Hace poco tuve la oportunidad de conocer el campo de Auschwitz que aún permanece en pie cerca de Cracovia. Es difícil sacar de la mente algunas imágenes. Las montañas de pelo cortado a las mujeres. Los zapaticos de bebé que destacaban sobre una cumbre compuesta por botas, mocasines y tacones. Las miradas impotentes e incrédulas de las víctimas fotografiadas de frente, perfil y tres cuartos. Los edificios fríos construidos para un fin tan específico. El camino hacia los hornos. La sistematización de la tortura. La normalización de la muerte.

Hemos oído hablar del número de judíos que perdieron la vida en estos campos. Lo sabemos de memoria.

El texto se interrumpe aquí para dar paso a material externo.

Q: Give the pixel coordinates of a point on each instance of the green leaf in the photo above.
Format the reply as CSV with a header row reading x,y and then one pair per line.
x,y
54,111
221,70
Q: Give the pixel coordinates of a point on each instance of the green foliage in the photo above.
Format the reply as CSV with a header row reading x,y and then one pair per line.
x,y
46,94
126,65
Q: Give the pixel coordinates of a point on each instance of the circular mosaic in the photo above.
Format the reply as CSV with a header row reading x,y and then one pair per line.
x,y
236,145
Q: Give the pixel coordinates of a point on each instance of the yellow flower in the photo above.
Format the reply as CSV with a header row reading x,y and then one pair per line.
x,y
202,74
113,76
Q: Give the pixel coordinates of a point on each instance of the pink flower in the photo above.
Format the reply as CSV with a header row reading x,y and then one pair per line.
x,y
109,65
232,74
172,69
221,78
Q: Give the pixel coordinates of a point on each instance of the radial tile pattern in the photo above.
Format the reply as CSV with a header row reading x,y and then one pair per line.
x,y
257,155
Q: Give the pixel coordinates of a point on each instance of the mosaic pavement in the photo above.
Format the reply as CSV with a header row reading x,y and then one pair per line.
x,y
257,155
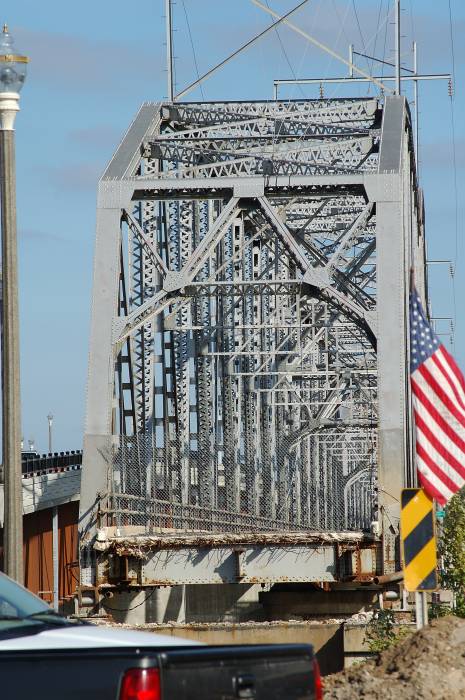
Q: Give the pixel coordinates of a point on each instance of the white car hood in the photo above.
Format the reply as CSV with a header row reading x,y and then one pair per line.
x,y
90,637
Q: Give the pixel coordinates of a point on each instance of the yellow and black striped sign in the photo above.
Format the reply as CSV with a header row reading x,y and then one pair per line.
x,y
417,527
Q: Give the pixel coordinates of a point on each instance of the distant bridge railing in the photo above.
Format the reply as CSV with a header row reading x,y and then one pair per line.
x,y
48,463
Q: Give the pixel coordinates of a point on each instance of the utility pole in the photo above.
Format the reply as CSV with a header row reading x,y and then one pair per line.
x,y
397,24
169,49
12,76
50,423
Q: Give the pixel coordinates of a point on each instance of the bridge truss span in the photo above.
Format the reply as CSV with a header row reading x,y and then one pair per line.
x,y
249,321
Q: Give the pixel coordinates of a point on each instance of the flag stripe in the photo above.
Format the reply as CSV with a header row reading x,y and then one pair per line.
x,y
449,377
438,394
453,366
433,375
453,442
425,427
448,482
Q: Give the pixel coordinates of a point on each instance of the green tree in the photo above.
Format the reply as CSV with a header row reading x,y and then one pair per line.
x,y
452,550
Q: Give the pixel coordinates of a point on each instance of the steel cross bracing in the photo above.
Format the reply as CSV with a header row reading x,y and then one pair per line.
x,y
234,376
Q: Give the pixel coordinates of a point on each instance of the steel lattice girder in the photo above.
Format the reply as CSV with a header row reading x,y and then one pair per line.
x,y
247,365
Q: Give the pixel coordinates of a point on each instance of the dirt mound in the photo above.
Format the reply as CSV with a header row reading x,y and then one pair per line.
x,y
428,665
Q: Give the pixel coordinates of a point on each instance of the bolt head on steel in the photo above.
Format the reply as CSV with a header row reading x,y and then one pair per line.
x,y
13,66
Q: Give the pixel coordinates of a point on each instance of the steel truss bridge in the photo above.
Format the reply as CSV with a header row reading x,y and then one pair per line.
x,y
247,390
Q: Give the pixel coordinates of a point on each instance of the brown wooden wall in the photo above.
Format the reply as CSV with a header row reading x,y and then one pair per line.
x,y
38,560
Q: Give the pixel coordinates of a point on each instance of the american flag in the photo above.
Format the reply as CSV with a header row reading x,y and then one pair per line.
x,y
438,390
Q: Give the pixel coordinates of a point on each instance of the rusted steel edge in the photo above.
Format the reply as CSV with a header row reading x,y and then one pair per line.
x,y
141,545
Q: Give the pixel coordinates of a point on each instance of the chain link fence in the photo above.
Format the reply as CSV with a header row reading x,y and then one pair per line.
x,y
323,481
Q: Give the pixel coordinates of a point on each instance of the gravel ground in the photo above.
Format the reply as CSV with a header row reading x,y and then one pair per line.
x,y
428,665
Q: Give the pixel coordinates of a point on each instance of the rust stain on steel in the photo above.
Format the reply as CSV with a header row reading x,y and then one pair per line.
x,y
139,545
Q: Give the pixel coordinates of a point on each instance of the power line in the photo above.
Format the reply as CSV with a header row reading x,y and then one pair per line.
x,y
454,157
193,49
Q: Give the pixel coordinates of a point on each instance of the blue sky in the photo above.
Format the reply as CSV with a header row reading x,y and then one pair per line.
x,y
93,63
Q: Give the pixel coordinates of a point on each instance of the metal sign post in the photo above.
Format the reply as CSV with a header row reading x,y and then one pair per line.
x,y
418,538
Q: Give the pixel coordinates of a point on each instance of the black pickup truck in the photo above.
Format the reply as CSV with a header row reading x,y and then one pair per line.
x,y
47,657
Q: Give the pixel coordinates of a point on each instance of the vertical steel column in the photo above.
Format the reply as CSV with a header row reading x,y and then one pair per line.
x,y
55,557
392,264
169,49
397,49
11,406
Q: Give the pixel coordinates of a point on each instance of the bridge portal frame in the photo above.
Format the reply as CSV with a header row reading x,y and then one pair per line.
x,y
394,192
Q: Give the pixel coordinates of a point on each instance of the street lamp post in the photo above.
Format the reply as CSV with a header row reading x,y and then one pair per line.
x,y
12,76
50,423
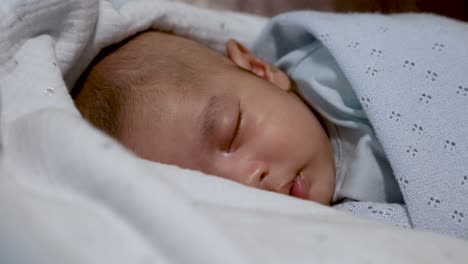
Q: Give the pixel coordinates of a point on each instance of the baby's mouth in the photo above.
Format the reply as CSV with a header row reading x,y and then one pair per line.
x,y
300,187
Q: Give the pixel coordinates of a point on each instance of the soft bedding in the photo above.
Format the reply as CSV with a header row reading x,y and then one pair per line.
x,y
70,194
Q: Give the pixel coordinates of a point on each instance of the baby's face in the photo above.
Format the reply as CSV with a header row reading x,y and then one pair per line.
x,y
243,128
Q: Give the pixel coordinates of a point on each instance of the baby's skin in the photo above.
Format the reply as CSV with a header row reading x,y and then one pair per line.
x,y
247,125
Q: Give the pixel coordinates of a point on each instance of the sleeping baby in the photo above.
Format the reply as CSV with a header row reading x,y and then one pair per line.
x,y
172,100
363,112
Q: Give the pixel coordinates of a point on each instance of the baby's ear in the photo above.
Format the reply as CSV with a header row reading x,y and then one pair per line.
x,y
246,60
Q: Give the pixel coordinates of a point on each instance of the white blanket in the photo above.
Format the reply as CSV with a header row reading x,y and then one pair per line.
x,y
69,194
410,75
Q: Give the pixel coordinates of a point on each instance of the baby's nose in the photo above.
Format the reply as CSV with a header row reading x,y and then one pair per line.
x,y
256,172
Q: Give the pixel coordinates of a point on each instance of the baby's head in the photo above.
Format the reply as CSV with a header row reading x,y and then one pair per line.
x,y
172,100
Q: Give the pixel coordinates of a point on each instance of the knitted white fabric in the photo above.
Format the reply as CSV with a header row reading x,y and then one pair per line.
x,y
410,73
70,194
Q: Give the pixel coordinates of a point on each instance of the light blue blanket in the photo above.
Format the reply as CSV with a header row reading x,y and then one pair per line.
x,y
410,73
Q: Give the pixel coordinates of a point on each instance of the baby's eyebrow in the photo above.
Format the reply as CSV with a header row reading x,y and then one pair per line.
x,y
208,116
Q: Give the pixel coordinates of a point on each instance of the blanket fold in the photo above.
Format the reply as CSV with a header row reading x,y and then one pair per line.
x,y
70,194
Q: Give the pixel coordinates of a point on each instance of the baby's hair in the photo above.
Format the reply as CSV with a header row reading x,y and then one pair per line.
x,y
121,76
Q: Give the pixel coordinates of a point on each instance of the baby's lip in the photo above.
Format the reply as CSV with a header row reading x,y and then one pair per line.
x,y
300,187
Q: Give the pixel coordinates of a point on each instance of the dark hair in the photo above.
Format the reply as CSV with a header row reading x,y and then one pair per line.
x,y
120,73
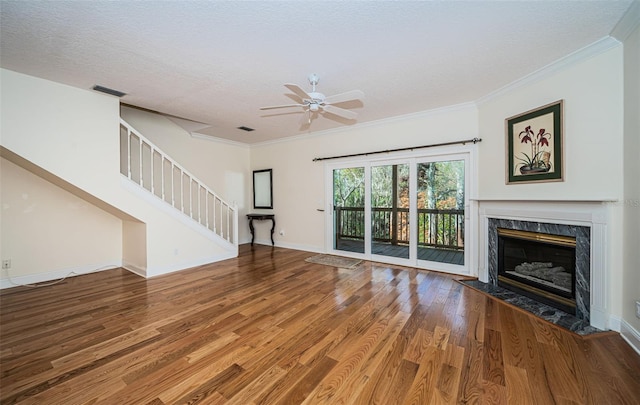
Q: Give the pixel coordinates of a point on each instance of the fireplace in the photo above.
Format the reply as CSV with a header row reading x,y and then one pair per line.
x,y
538,265
577,263
586,221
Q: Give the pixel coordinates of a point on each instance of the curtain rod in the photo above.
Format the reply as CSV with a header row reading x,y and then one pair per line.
x,y
474,140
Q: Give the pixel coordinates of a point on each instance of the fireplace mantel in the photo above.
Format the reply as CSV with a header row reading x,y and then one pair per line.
x,y
592,214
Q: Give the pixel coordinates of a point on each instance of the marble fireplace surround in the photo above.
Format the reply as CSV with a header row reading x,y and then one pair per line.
x,y
587,219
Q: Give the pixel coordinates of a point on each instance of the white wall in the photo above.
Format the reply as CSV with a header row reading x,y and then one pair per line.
x,y
631,201
74,134
47,229
592,90
299,183
592,94
222,166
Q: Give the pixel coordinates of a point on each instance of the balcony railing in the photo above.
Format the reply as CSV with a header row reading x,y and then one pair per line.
x,y
443,229
148,166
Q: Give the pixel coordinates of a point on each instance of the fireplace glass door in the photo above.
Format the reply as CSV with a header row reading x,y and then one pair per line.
x,y
538,265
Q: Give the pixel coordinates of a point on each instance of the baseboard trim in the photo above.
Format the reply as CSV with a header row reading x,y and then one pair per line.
x,y
57,275
631,335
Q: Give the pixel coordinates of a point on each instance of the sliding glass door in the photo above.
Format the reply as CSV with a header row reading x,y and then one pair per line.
x,y
407,211
390,228
441,201
348,229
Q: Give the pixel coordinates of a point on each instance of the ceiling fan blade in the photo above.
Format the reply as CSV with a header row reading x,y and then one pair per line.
x,y
348,114
282,106
342,97
298,91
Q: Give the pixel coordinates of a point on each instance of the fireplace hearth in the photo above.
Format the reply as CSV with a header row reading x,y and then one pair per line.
x,y
538,265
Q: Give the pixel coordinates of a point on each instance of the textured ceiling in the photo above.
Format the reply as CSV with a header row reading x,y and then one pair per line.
x,y
218,62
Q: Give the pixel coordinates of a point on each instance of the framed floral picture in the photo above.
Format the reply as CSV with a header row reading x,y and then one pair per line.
x,y
534,145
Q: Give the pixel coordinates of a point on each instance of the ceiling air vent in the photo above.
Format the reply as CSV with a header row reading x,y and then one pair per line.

Pero así como hemos oído hablar sin decanso de los seis millones de judíos, pocas veces –o ninguna– hemos escuchado otras cifras que nos ayuden a dimensionar el horror que vivieron otras minorías no arias, como personas que profesaban religiones diferentes (Testigos de Jehová, musulmanes, protestantes o cristianos ortodoxos), o individuos considerados inferiores como gitanos, discapacitados, enfermos mentales, afrodescendientes y homosexuales, entre otros.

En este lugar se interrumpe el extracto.